Kevin's Will Be Closed on Saturday, July 4.

Posted on March 27, 2019

"Yes Chef!": A Young Chef's Story

By Executive Chef Matthew Gilbert

“Yes, Chef!”

That is a common cry you hear from a majority of fine dining kitchens across the world — the commander in chief of the restaurant being acknowledged for every command. Being a young chef, I do not expect the same treatment as chefs before me. A simple “got it,” or “no problem” suffices in my kitchen. The classic silent kitchen is practiced at Kevin’s during a busy dinner rush, but when it’s the middle of the afternoon and the kitchen is prepping for dinner, you will hear a mix of Phish, Snoop Dog, and heavy metal blasting through the kitchen doors.

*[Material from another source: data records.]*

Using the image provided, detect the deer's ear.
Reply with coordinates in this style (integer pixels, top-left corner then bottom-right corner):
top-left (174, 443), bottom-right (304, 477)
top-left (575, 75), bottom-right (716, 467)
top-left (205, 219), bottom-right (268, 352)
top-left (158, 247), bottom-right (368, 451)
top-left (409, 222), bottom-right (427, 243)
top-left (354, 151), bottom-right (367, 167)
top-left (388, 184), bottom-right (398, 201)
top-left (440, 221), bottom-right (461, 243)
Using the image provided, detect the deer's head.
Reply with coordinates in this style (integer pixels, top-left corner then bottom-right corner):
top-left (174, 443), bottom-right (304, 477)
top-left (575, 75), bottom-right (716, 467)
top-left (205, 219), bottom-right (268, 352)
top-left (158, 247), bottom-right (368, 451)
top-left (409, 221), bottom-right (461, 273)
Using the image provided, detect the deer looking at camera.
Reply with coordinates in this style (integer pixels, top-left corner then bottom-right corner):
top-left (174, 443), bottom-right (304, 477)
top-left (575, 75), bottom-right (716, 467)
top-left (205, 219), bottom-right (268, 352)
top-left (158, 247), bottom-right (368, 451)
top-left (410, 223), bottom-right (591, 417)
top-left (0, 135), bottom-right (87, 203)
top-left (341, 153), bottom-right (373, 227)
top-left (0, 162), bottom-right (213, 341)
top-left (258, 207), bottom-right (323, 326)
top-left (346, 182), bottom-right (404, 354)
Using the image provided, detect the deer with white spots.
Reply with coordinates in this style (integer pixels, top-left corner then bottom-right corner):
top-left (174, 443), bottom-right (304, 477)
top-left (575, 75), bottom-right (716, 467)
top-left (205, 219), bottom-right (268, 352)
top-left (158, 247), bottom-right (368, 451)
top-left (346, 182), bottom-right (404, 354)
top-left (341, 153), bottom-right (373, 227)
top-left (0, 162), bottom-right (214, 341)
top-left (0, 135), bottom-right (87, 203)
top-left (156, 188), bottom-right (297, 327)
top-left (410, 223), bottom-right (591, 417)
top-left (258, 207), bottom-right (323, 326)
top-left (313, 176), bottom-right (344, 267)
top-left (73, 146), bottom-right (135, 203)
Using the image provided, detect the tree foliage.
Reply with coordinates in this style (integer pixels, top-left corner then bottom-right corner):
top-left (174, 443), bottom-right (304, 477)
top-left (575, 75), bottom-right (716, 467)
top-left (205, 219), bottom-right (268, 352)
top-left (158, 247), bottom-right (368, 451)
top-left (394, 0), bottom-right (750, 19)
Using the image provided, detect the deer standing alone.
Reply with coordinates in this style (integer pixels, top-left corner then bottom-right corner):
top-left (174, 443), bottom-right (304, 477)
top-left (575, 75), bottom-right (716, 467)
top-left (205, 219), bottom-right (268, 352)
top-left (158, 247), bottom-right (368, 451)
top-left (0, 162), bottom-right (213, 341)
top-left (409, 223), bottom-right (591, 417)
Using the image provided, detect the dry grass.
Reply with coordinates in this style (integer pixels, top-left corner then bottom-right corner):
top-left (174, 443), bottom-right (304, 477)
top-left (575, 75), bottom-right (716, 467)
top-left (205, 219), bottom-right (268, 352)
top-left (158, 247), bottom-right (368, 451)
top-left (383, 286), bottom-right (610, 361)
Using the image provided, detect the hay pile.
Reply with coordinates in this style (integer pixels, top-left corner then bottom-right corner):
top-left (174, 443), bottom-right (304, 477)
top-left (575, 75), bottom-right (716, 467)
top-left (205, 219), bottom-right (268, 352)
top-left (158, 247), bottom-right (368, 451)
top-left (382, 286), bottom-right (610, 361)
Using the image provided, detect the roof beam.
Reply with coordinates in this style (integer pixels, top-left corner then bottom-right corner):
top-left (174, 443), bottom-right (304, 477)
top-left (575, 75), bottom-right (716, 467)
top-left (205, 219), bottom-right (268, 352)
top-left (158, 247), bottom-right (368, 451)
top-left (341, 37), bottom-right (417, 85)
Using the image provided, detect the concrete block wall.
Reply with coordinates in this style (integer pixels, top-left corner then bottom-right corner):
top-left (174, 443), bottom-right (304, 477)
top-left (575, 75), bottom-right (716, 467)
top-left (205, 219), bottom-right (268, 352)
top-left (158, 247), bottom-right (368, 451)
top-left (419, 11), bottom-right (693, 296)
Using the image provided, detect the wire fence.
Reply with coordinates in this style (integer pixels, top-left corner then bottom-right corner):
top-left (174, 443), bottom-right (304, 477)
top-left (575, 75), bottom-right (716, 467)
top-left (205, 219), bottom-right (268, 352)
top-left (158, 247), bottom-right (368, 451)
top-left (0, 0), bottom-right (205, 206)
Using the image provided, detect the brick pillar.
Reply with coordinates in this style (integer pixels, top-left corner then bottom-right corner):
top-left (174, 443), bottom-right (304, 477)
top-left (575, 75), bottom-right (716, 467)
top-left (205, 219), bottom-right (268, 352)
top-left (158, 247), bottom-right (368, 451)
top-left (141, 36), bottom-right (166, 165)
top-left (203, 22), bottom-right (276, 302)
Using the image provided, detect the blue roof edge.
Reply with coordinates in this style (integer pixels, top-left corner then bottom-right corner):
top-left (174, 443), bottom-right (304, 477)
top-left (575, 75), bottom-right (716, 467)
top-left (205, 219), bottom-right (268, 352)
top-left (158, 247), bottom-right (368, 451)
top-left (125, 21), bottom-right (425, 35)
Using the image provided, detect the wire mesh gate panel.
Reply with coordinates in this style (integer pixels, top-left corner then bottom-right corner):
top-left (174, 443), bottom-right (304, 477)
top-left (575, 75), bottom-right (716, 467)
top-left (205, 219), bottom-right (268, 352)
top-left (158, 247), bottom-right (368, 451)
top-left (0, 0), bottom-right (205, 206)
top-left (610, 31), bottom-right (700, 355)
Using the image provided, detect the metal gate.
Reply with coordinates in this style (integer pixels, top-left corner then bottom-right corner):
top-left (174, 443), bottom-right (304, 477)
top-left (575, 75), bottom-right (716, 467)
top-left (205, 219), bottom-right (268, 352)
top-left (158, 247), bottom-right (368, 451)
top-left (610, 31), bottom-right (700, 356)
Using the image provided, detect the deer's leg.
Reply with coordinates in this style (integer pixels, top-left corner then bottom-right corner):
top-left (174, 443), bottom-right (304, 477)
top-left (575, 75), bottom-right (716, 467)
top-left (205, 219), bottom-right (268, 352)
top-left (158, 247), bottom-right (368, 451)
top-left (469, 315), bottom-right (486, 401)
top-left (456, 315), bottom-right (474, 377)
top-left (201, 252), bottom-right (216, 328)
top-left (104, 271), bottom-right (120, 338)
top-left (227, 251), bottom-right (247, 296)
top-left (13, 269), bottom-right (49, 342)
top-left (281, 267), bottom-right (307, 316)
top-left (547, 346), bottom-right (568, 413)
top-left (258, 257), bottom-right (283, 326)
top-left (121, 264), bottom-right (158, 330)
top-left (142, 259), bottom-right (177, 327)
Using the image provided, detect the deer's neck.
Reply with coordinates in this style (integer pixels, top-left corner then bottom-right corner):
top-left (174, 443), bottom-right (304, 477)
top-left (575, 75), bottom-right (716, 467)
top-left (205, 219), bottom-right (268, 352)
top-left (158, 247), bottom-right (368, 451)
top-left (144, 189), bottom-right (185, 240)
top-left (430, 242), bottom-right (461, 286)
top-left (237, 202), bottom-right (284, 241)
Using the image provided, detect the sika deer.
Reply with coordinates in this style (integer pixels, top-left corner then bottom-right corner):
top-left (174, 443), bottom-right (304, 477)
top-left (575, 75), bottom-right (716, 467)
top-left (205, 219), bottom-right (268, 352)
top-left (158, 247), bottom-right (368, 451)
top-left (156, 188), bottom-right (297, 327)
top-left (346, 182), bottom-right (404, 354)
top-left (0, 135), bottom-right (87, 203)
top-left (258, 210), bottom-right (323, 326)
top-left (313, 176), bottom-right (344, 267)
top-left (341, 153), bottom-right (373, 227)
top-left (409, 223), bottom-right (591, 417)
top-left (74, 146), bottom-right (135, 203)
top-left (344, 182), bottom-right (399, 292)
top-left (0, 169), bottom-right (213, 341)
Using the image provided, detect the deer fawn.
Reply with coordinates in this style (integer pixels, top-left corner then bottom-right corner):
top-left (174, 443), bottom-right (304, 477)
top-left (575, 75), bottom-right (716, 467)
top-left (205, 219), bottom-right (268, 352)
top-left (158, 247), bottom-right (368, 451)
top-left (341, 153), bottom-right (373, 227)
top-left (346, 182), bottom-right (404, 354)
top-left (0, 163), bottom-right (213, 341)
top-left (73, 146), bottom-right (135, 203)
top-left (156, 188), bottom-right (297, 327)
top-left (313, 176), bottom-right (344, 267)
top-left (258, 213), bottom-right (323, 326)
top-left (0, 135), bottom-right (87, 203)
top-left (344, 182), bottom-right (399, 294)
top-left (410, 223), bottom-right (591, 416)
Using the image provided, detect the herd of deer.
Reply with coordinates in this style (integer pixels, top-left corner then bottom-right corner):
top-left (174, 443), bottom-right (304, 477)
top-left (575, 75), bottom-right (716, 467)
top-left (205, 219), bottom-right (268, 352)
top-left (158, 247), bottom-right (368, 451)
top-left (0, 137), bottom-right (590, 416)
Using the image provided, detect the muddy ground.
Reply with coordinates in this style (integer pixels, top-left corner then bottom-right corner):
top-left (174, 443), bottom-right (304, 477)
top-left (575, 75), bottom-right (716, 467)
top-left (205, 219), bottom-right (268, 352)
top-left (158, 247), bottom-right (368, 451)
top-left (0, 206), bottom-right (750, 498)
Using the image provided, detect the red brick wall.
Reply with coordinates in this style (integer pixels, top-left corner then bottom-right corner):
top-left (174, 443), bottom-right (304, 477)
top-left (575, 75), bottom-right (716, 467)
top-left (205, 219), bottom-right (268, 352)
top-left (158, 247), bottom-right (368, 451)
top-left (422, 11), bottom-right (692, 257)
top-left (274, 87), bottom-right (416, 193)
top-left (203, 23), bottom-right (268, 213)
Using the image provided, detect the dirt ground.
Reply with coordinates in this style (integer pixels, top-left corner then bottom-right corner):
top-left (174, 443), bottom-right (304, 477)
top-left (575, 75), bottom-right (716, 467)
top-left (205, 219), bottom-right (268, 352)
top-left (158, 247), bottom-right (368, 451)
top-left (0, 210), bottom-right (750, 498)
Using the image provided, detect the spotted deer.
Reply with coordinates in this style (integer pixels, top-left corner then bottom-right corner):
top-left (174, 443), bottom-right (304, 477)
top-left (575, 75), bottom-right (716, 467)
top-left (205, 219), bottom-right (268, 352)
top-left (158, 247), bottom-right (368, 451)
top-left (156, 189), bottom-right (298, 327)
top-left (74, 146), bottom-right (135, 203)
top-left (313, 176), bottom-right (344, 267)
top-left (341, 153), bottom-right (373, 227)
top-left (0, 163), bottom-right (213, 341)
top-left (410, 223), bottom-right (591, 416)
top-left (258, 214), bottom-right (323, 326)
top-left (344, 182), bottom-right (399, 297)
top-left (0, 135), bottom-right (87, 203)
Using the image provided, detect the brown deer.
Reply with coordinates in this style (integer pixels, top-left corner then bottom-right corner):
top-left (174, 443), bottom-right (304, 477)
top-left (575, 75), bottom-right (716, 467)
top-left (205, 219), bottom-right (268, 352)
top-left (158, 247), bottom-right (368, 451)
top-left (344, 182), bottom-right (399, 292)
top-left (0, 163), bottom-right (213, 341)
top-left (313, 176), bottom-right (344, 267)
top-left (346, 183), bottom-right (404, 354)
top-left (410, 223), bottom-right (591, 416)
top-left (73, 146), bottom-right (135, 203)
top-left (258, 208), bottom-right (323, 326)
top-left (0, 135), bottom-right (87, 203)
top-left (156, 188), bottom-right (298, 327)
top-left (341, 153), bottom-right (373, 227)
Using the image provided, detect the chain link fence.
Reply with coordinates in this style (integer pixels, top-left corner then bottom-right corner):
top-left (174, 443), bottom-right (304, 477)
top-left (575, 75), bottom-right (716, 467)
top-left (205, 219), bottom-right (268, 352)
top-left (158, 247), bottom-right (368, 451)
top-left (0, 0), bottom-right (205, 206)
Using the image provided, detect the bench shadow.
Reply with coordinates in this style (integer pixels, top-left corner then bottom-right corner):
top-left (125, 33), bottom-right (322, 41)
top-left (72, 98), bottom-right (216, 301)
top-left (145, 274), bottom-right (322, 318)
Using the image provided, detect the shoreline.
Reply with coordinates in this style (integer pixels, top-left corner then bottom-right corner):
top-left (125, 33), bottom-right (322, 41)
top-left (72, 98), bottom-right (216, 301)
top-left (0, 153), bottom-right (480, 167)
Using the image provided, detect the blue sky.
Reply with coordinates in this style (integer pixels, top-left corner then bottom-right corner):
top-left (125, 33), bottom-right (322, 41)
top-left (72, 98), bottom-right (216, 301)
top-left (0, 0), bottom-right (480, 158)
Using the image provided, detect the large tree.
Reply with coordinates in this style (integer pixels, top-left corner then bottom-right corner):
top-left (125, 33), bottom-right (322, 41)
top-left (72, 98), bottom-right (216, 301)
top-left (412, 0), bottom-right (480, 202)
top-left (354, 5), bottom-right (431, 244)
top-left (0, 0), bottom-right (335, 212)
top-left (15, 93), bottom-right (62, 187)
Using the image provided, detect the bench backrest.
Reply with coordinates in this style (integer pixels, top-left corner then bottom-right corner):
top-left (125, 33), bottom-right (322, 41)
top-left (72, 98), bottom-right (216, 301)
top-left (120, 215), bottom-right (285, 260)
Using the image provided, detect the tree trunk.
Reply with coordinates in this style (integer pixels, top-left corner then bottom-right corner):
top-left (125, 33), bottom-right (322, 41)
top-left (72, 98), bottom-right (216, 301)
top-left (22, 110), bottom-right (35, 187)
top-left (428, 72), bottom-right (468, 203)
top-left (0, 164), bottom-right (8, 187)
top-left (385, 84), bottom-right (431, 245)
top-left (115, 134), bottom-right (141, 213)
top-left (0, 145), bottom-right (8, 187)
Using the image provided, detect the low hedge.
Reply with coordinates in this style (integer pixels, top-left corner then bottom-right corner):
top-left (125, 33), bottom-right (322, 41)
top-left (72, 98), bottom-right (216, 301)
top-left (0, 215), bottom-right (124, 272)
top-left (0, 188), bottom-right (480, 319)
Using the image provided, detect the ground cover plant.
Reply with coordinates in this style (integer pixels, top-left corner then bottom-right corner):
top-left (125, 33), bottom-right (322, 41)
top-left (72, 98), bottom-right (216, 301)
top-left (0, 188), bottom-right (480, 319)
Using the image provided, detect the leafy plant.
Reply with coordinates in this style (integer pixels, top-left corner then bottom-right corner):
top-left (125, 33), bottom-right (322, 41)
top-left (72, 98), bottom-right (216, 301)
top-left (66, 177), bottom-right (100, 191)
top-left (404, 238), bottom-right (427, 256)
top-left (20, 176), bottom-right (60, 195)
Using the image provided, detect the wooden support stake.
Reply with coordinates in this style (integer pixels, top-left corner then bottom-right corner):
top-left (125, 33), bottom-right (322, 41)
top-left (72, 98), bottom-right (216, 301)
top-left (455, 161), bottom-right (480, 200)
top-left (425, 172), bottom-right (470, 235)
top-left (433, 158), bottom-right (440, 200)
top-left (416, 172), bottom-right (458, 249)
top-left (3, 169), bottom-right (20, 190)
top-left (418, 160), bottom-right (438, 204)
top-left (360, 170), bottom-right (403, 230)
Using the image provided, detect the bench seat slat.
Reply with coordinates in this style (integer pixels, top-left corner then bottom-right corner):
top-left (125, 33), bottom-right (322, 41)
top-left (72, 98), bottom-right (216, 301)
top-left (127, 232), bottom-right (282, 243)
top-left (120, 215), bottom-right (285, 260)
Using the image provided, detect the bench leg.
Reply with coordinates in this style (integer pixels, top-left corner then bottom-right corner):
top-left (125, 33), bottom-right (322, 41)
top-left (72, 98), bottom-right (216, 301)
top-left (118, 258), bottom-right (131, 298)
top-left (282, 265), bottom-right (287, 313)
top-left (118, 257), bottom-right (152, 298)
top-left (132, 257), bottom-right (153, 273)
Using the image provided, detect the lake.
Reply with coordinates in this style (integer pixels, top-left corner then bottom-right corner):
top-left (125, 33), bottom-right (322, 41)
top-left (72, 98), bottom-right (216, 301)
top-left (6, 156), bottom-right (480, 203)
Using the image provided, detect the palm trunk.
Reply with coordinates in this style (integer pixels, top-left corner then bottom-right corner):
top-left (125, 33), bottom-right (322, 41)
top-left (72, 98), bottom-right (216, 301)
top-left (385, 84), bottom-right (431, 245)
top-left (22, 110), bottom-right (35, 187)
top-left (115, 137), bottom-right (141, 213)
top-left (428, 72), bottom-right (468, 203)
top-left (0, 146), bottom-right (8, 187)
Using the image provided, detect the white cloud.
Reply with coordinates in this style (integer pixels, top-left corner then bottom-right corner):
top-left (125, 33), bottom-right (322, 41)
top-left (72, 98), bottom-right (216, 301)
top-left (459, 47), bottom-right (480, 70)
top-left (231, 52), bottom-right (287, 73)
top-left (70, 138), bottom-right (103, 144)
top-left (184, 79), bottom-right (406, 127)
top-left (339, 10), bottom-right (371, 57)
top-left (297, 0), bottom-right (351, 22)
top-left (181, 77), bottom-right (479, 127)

You will never hear me yell at my own kitchen staff because they know, and do, what is expected of them. If there’s a member of my staff that I don’t believe can “hang,” I simply tell them the job is not for them. I have worked under many chefs, all with different styles of managing. I was able to create my own style experiencing what worked and didn’t work. I like to think of my managing skills as easygoing, caring, and hard working. I receive the utmost respect from the entire restaurant because of that — not because I instill fear. I strive to create a work atmosphere with the servers, managers, and cooks, where they all care about the same thing and work hard towards executing the dinner service night in and night out.

Now, my perfect little restaurant where everyone is nice and respectful does not happen overnight! There were many times where I’ve gotten “I’ve been cooking longer than you’ve been alive,” or “I could never respect someone your age.” I can write a whole blog on negative comments and things people have done to me in the past, but that will never happen. The negativity and disrespect will always try to poke its ugly head back into my work environment. With time and experience, I’ve learned how to stop and prevent all of that. By simply explaining why I am where I am, and show through actions I was born to lead.

Respect is earned. Especially in the kitchen. I can silence any hater once they see how I run my kitchen, and even more so once they taste my food.

To all the young chefs out there, stop worrying about age and focus more on finding your own style. No one is perfect; there is a ton of heartache along the way. Tell your crew every night before they leave thank you, and show you really appreciate them because you wouldn’t be anywhere without them.

When you come to eat at Kevin’s, you will not hear me screaming or pans smashing off the walls. You will, however, get a show on your plate, made with passion for the food and people eating it.